Network Working Group                                         P. Hoffman
Internet-Draft                                            VPN Consortium
Expires: February 25, 2008                                     D. McGrew
                                                           Cisco Systems
                                                         August 24, 2007


 An Authentication-only Profile for ESP with an IP Protocol Identifier
                 draft-hoffman-esp-null-protocol-00.txt

Status of this Memo

   By submitting this Internet-Draft, each author represents that any
   applicable patent or other IPR claims of which he or she is aware
   have been or will be disclosed, and any of which he or she becomes
   aware will be disclosed, in accordance with Section 6 of BCP 79.

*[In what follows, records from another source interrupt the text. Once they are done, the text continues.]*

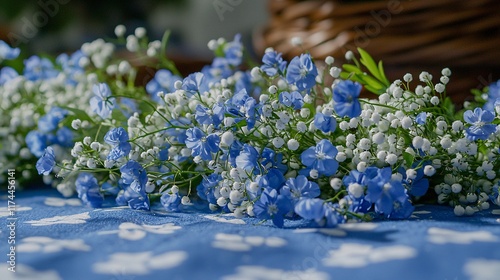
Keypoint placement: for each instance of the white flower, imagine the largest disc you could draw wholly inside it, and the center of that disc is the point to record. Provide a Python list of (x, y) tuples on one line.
[(391, 159), (335, 72), (329, 60), (435, 100), (336, 183), (120, 30), (293, 144), (429, 170), (459, 210)]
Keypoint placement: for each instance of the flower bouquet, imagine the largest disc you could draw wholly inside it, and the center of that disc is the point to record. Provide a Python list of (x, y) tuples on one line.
[(274, 140)]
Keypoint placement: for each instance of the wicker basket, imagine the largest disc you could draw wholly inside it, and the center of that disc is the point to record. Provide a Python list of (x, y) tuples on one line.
[(408, 36)]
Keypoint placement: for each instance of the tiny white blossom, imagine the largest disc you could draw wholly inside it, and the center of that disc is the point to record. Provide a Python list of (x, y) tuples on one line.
[(341, 157), (293, 144), (456, 188), (457, 126), (329, 60), (227, 138), (429, 170), (411, 174), (75, 124), (459, 210), (120, 30), (356, 190), (439, 88), (435, 100), (361, 167), (278, 142), (391, 159), (336, 183)]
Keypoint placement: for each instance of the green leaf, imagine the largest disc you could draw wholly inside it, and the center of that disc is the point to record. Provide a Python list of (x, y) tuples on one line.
[(352, 69), (409, 158), (79, 114), (384, 80), (370, 64)]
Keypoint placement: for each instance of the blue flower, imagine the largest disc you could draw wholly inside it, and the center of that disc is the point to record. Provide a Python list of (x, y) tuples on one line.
[(200, 144), (302, 72), (134, 175), (118, 139), (345, 95), (36, 142), (419, 185), (163, 81), (272, 206), (273, 64), (325, 123), (493, 96), (384, 192), (36, 68), (128, 106), (8, 53), (247, 159), (116, 136), (421, 118), (64, 137), (207, 116), (46, 163), (481, 127), (321, 158), (171, 202), (50, 121), (102, 103), (7, 74), (299, 187), (273, 179), (87, 188)]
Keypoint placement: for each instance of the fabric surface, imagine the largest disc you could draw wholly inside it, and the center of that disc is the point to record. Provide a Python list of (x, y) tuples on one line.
[(58, 238)]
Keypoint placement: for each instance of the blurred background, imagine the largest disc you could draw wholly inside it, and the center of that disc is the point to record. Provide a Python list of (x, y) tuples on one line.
[(53, 26), (409, 36)]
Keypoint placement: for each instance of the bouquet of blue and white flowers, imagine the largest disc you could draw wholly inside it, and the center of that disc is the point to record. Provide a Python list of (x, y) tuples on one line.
[(284, 139)]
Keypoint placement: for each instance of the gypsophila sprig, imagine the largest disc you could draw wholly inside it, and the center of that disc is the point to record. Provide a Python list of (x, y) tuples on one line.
[(275, 142)]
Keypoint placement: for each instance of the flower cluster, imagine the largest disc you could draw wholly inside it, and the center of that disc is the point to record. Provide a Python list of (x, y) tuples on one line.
[(282, 140)]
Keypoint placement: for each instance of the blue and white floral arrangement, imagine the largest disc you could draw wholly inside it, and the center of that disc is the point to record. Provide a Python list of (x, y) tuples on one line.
[(285, 139)]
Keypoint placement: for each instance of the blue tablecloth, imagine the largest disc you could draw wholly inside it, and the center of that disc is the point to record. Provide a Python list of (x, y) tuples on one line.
[(58, 238)]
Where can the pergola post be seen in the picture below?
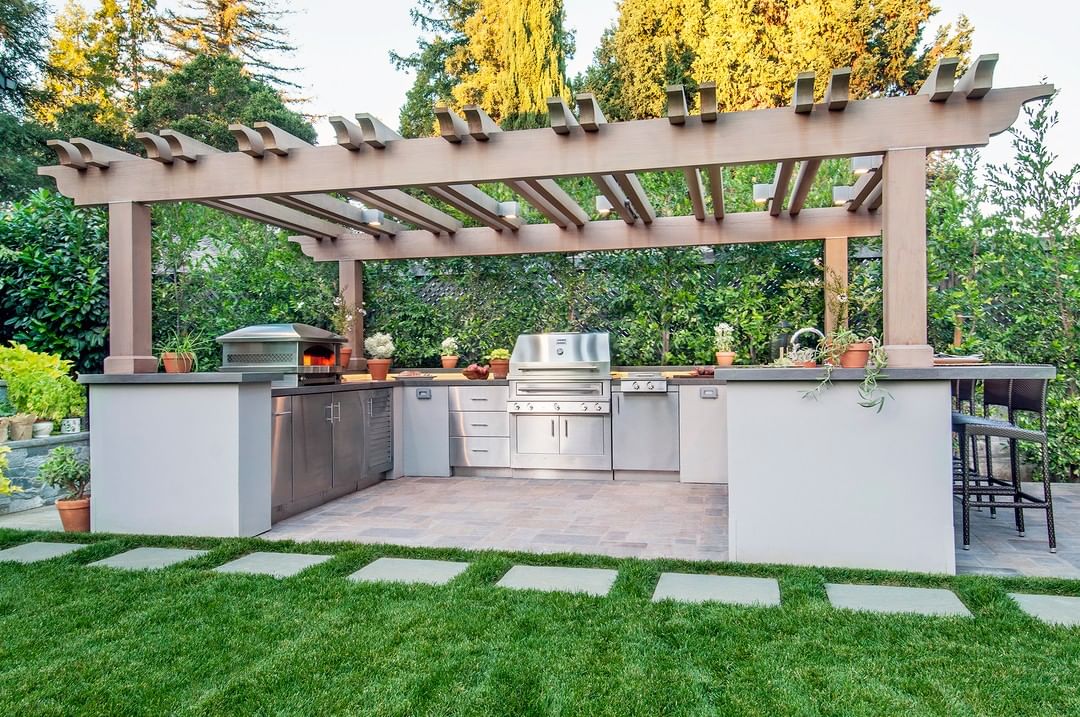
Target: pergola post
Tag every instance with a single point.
(351, 285)
(130, 308)
(836, 278)
(904, 257)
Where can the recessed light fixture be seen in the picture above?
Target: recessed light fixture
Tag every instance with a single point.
(861, 165)
(842, 194)
(372, 217)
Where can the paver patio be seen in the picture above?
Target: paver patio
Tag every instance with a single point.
(686, 587)
(893, 599)
(38, 551)
(279, 565)
(148, 558)
(409, 570)
(591, 581)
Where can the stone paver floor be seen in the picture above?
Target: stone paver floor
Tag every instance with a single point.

   Internet-Drafts are working documents of the Internet Engineering
   Task Force (IETF), its areas, and its working groups.  Note that
   other groups may also distribute working documents as Internet-
   Drafts.

   Internet-Drafts are draft documents valid for a maximum of six months
   and may be updated, replaced, or obsoleted by other documents at any
   time.  It is inappropriate to use Internet-Drafts as reference
   material or to cite them other than as "work in progress."

   The list of current Internet-Drafts can be accessed at
   http://www.ietf.org/ietf/1id-abstracts.txt.

   The list of Internet-Draft Shadow Directories can be accessed at
   http://www.ietf.org/shadow.html.

   This Internet-Draft will expire on February 25, 2008.

Copyright Notice

   Copyright (C) The IETF Trust (2007).

Abstract

   It is desirable to allow firewalls and intrusion detection systems to
   be able to inspect the payload of an ESP packet that has been
   encrypted with the NULL cipher.  This would allow a firewall to read
   the contents and apply the normal policies to it.  However, a device
   in the network cannot reliably determine which ESP packets are NULL
   encrypted, and cannot easily determine other ESP format parameters
   such as the ICV length.  These issues can cause misclassification of



Hoffman & McGrew        Expires February 25, 2008               [Page 1]


Internet-Draft          Auth-only Profile of ESP             August 2007


   packets and wasted computational resources.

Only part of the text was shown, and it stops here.